Safe. You’re safe. This is real.

"Tell me about the nightmares," Dr Morisson said.

"Less frequent." Aria turned her pen over in her fingers. "Four times this week instead of every night. And they’re shorter when they come. I wake up and I know where I am faster."

"Does he wake up with you."

"Sometimes. He doesn’t make a thing of it." She paused. "He just....stays. Doesn’t ask a lot of questions. Just makes sure I know he’s there and then lets me come back in my own time."

"That’s important."

"I know." She looked at the garden. "He’s learned me."

"Has that been easy to let happen."

She thought about it honestly, which Dr Morrison always required. "No," she said. "I keep waiting to feel trapped by it. Someone knowing you that well. I kept thinking it would feel like surveillance." She paused. "It doesn’t. It just feels like....being known."

"There’s a difference,"Dr Morrison said.

"A big one."

They talked for another forty minutes. About Harold, about the anxiety that had lived in her chest for months and was slowly, not dramatically, getting lighter. About her mother and Alexander and what it meant to watch something you’d thought was finished start moving again. About going back to work, which Morrison had cleared for next week on a limited schedule.
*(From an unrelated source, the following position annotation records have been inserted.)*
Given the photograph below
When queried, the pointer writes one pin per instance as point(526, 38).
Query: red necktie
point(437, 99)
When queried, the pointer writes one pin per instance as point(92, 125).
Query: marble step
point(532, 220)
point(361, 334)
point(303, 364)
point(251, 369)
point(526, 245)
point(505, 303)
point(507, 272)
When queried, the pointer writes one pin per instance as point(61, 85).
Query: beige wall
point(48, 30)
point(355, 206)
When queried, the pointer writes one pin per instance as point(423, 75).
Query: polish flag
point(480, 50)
When the call ended she sat in the study for a few minutes.

Then she went to find Lucy.

Lucy was in the laundry room folding sheets with the focused energy of someone who had made a personal standard out of hospital corners.

Aria leaned in the doorway.

"Do you ever think it’s strange," she said. "Me being here now."
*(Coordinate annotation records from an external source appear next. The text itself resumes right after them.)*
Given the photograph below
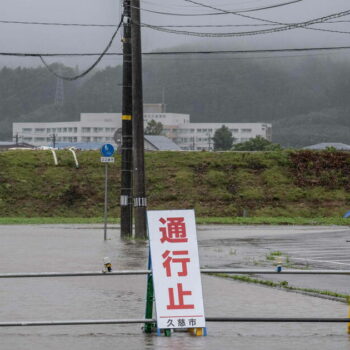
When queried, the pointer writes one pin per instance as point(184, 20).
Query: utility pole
point(126, 205)
point(16, 138)
point(53, 136)
point(140, 201)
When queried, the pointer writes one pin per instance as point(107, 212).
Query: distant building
point(325, 145)
point(5, 145)
point(100, 128)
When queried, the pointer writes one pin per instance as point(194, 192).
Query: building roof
point(86, 146)
point(162, 143)
point(325, 145)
Lucy looked up. Considered the question seriously, which was one of the things Aria liked about her. She didn’t give automatic answers.

"Sometimes," Lucy said. "Not in a bad way. Just...." She folded a corner. "I think about when you first came. How careful you were. How you never put anything personal in your room." She looked at Aria. "You didn’t even put a photo up. Eight weeks and not one single personal thing."

"I wasn’t planning to stay."

"I know. But also I think you didn’t feel like you were allowed to." Lucy set the sheet down. "And now your coffee mug is on the sitting room window seat and your books are on the shelf in the study and your running shoes are by the back door." She shrugged. "It’s not strange. It’s just different. Good different."

Aria looked at her.

"Your running shoes have been there for three weeks," Lucy added. "Mrs Chen tried to move them once and Damien told her to leave them."

"He didn’t."

"Sebastian heard him. He told Mrs Chenl they were staying where they were." Lucy picked up another sheet. "The man has feelings about your shoes being there apparently."

Aria laughed.

It felt easy. The laughing. That was new too....not the laughing itself but the ease of it, the way it just came without her having to find space for it first.

She went to help with the sheets.

"You don’t have to do that," Lucy said.

"I know."

She picked up a corner anyway and Lucy looked at her and didn’t say anything else, and they folded sheets together in the laundry room the way they used to do when Aria was supposed to be doing it and Lucy was keeping her company, except now it was the other way around and neither of them needed to say that.